I thought back to my days of dictating local authority reports for council meetings, and gave him a five-sentence summary of G’s situation and needs, emphasising the urgency of the referral. He typed it in, I corrected his misspellings, and off it whirred into the ether.
Possibly, my very official-looking ‘Hello, my name is…’ badge, which I acquired in a fit of indignation after the MDT where everyone got referred to by name, with the single exception of ‘Mum’, helped throw the therapist, particularly as I wasn’t wearing Katherine Runswick-Cole’s accompanying ‘Don’t Call Me Mum’ badge. (I’ve saved that for MDTs.)
The whole episode does say a lot about the hierarchical nature of hospitals, though. I have a theory that hospitals still have a hangover from being organised on quasi-military lines, owing to their modern roots in Florence Nightingale’s irruption into the Crimean War. Indeed, the whole NHS arguably suffers from the same condition. Of course, Miss Nightingale was perceived as a great disruptor in her time, but her ways of organising got co-opted into hospital provision during two world wars, and the NHS itself, born in the aftermath of WWII, had many staff who’d been in the Services just a few years earlier. The initial assumptions still, I think, trickle through. For all the talk of patient-centredness, there’s a continuing expectation that if certain people say, “Jump!”, other people will say, “How high?”; and of course those other people are never, ever allowed to say, “Jump!” themselves.

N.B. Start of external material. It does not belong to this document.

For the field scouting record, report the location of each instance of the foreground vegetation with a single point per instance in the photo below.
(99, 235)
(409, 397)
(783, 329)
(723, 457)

I have no regrets at all about saying that I am not built for jumping. Never have been; even when I did ballet classes as a child and teenager, and was considerably more slender than I am now, no-one could have accused me of having an excess of ballon. On the other hand, I will cheerfully put my hand up to being a motormouth. I take pride in my ability to make good use of my voice. In my opinion (which is the only one that really matters to me, apart from G’s and P’s) I am ROCKING pro-active caring. Anyone muttering, “Pushy Mum,” can get in the bin.